Car’s Formentor verdict? ‘The coupe SUV concept is very zeitgeisty, and with its vast rear passenger space and 420-litre boot, practicality has not been sacrificed for style. It’s a distinctive bodystyle wrapped in a cool design, and feels well-crafted and genuinely premium in this range-topping spec.’
Next two contenders: Fiat 500 and Defender
The reborn Fiat 500 won Car of the Year in 2008, and its long-awaited, pure electric successor feels like a strong candidate to repeat the feat 13 years later. It offers up to 199 miles of range from just £23,495 (after government subsidy), wrapped in a classy update of the 500’s charming design template.
In its recent UK drive, Car remarked: ‘It’s also really fun to pilot, with loads of grip and predictable handling that inspires you to dive into closing gaps the way only a wheel-in-each-corner city car can.’
Land Rover’s Defender, priced from £42,920, thoroughly deserves its place on the shortlist, in the view of Phil McNamara’s blog about the car. ‘The new Defender does it off-road. And on-road. It marries the spirit of yesterday with a contemporary design and technology fit for tomorrow. It’s the ultimate restomod, and I found it pretty irresistible.’
But the beauty of Car of the Year is it’s a truly independent and democratic award, where the car that most impresses the 60 jurors raises to the top.
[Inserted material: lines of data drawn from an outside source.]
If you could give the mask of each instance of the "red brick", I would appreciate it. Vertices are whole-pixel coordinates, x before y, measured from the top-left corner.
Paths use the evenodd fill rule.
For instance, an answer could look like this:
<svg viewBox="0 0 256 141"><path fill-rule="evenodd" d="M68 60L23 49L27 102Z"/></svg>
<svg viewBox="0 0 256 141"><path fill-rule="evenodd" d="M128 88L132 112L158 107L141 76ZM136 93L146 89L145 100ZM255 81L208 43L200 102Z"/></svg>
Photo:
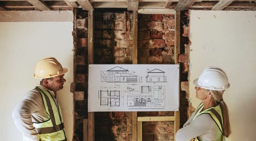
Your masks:
<svg viewBox="0 0 256 141"><path fill-rule="evenodd" d="M87 64L85 57L83 56L77 57L77 64L84 65Z"/></svg>
<svg viewBox="0 0 256 141"><path fill-rule="evenodd" d="M139 31L156 30L163 30L163 23L160 22L142 22L139 23L138 30Z"/></svg>
<svg viewBox="0 0 256 141"><path fill-rule="evenodd" d="M104 21L111 21L113 20L114 13L112 12L104 12L103 13L103 20Z"/></svg>
<svg viewBox="0 0 256 141"><path fill-rule="evenodd" d="M124 31L114 31L115 39L124 39L126 36L126 32Z"/></svg>
<svg viewBox="0 0 256 141"><path fill-rule="evenodd" d="M80 100L85 99L85 93L83 91L74 92L74 100Z"/></svg>
<svg viewBox="0 0 256 141"><path fill-rule="evenodd" d="M188 63L184 63L181 64L181 71L188 72L189 70L189 64Z"/></svg>
<svg viewBox="0 0 256 141"><path fill-rule="evenodd" d="M94 30L94 35L95 38L102 38L102 30Z"/></svg>
<svg viewBox="0 0 256 141"><path fill-rule="evenodd" d="M163 38L163 32L161 31L151 30L150 33L150 37L152 39L161 39Z"/></svg>
<svg viewBox="0 0 256 141"><path fill-rule="evenodd" d="M114 32L111 30L104 30L102 37L106 39L112 39L114 38Z"/></svg>
<svg viewBox="0 0 256 141"><path fill-rule="evenodd" d="M174 138L174 133L154 134L154 141L169 140L170 138Z"/></svg>
<svg viewBox="0 0 256 141"><path fill-rule="evenodd" d="M179 63L188 63L188 55L180 54L179 55L178 60Z"/></svg>
<svg viewBox="0 0 256 141"><path fill-rule="evenodd" d="M147 30L138 31L138 38L139 40L149 39L150 38L150 31Z"/></svg>
<svg viewBox="0 0 256 141"><path fill-rule="evenodd" d="M150 16L150 21L162 21L162 14L152 14Z"/></svg>
<svg viewBox="0 0 256 141"><path fill-rule="evenodd" d="M175 20L174 19L163 20L163 28L165 29L174 29Z"/></svg>
<svg viewBox="0 0 256 141"><path fill-rule="evenodd" d="M86 28L86 19L77 19L77 28L79 29L85 29Z"/></svg>
<svg viewBox="0 0 256 141"><path fill-rule="evenodd" d="M114 49L114 56L125 56L125 49L123 48L115 48Z"/></svg>
<svg viewBox="0 0 256 141"><path fill-rule="evenodd" d="M143 141L153 141L154 134L152 133L143 133L142 138Z"/></svg>
<svg viewBox="0 0 256 141"><path fill-rule="evenodd" d="M188 92L188 81L181 82L181 90Z"/></svg>
<svg viewBox="0 0 256 141"><path fill-rule="evenodd" d="M125 57L115 56L115 64L125 64Z"/></svg>
<svg viewBox="0 0 256 141"><path fill-rule="evenodd" d="M77 39L77 47L88 47L88 38L80 38Z"/></svg>
<svg viewBox="0 0 256 141"><path fill-rule="evenodd" d="M86 76L85 74L77 74L76 76L76 82L86 82Z"/></svg>
<svg viewBox="0 0 256 141"><path fill-rule="evenodd" d="M124 13L115 13L114 14L115 21L123 21L125 19L125 14Z"/></svg>
<svg viewBox="0 0 256 141"><path fill-rule="evenodd" d="M165 47L165 41L162 39L145 40L138 42L139 48L163 48Z"/></svg>
<svg viewBox="0 0 256 141"><path fill-rule="evenodd" d="M152 48L150 49L150 56L159 56L162 54L162 49Z"/></svg>
<svg viewBox="0 0 256 141"><path fill-rule="evenodd" d="M126 25L125 23L123 21L115 21L115 30L121 30L125 31Z"/></svg>
<svg viewBox="0 0 256 141"><path fill-rule="evenodd" d="M132 48L128 48L125 49L125 55L127 56L131 56L132 54Z"/></svg>
<svg viewBox="0 0 256 141"><path fill-rule="evenodd" d="M189 34L189 27L185 25L183 26L183 33L182 35L184 37L188 37Z"/></svg>
<svg viewBox="0 0 256 141"><path fill-rule="evenodd" d="M114 118L123 118L124 116L124 112L112 112L112 114L114 115Z"/></svg>

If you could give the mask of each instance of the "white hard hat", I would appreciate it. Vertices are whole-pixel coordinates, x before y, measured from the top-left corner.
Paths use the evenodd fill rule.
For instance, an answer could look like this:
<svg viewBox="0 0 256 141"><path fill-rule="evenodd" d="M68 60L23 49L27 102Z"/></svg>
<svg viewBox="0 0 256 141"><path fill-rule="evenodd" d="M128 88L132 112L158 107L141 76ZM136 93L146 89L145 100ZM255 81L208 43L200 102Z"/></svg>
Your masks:
<svg viewBox="0 0 256 141"><path fill-rule="evenodd" d="M38 63L35 68L34 78L37 79L48 78L61 75L68 71L54 57L43 59Z"/></svg>
<svg viewBox="0 0 256 141"><path fill-rule="evenodd" d="M230 87L228 77L224 71L215 67L205 68L199 78L193 82L198 87L211 90L224 90Z"/></svg>

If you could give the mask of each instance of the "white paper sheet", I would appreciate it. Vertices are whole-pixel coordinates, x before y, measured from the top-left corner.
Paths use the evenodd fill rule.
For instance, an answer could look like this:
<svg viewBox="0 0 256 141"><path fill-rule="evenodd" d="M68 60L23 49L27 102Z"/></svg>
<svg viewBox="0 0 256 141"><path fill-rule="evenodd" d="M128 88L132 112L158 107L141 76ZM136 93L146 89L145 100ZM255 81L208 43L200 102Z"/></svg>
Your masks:
<svg viewBox="0 0 256 141"><path fill-rule="evenodd" d="M89 65L88 111L177 111L179 65Z"/></svg>

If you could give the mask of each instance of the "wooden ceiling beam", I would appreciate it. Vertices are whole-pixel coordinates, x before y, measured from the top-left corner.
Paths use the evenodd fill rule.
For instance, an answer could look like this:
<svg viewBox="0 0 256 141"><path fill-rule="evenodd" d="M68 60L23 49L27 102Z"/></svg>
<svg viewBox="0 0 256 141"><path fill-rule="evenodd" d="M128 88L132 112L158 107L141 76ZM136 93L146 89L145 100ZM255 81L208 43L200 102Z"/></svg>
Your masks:
<svg viewBox="0 0 256 141"><path fill-rule="evenodd" d="M3 6L0 5L0 11L6 11L7 9Z"/></svg>
<svg viewBox="0 0 256 141"><path fill-rule="evenodd" d="M166 2L166 8L168 8L173 3L173 0L168 0L168 1Z"/></svg>
<svg viewBox="0 0 256 141"><path fill-rule="evenodd" d="M143 2L139 4L139 8L164 8L165 3L163 2Z"/></svg>
<svg viewBox="0 0 256 141"><path fill-rule="evenodd" d="M127 8L127 2L102 2L93 3L94 8Z"/></svg>
<svg viewBox="0 0 256 141"><path fill-rule="evenodd" d="M221 10L228 6L235 0L220 0L217 4L213 7L212 10Z"/></svg>
<svg viewBox="0 0 256 141"><path fill-rule="evenodd" d="M252 11L256 11L256 7L255 7L252 8Z"/></svg>
<svg viewBox="0 0 256 141"><path fill-rule="evenodd" d="M77 0L77 1L81 6L83 10L94 10L94 8L89 0Z"/></svg>
<svg viewBox="0 0 256 141"><path fill-rule="evenodd" d="M139 8L138 13L145 14L174 14L175 11L169 8Z"/></svg>
<svg viewBox="0 0 256 141"><path fill-rule="evenodd" d="M194 4L195 1L192 0L179 0L178 2L178 4L174 8L175 10L181 11L183 10L188 7L189 5L191 5Z"/></svg>
<svg viewBox="0 0 256 141"><path fill-rule="evenodd" d="M51 10L51 8L42 0L27 0L39 11Z"/></svg>
<svg viewBox="0 0 256 141"><path fill-rule="evenodd" d="M139 8L139 0L127 0L127 10L138 10Z"/></svg>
Typically higher priced cars do not excel – though Jaguar’s £65k iPace won in 2019 – and the forthcoming plug-in hybrid version will help lower the car’s carbon footprint.
Skoda, Toyota, VW: the final three
Jurors sifted through five cars from Volkswagen group on its MQB platform: the Formentor, and new Audi A3, SEAT Leon, Skoda Octavia and VW Golf. It was the Skoda – the most spacious iteration with its high-quality interior – which got the nod.
‘The Octavia is still a no-nonsense family hatch that rides well, is pleasant to drive, delivers good value and is still as roomy as it always has been,’ was Car’s Skoda verdict when we first drove it.
The first Toyota Yaris won Car of the Year in 2000, and every iteration since has made the final seven. This year proves no different, despite tough competition from the frugal and spacious Honda Jazz and Hyundai’s polished i20.
Car’s Yaris summary? ‘If you already liked the Yaris, this is better than ever, except now you'll have fun driving it around town and not solely ride the feel-good factor of being a little more environmentally responsible.’
The final choice – the ID.3 is somewhat predictable – given Volkswagen’s strong track record (three wins since 2010) and the interest surrounding the dieselgate sinner’s first ground-up electric model. Car’s CJ Hubbard certainly rates the ID.3: ‘It’s good to drive, ridiculously fast for something that isn’t supposed to be a performance car, so roomy inside and just brilliantly modern in a very satisfying, wholesome way.
Any notable absentees?
The field was slimmed down this year, as Covid bit and car launches slipped. Just 29 new models were eligible – it's typically above 40 – and some models might have been hampered by the logistical challenge of getting the 60 jurors into them.
The most surprising omission is the new Mercedes S-class – on the receiving end of a perfect five star-review from Car’s experienced Georg Kacher – while Toyota’s stepchange hydrogen car, the Mirai, also missed out – possibly hobbled by the lack of refuelling infrastructure. Toyota can console itself with the Yaris still being in the running.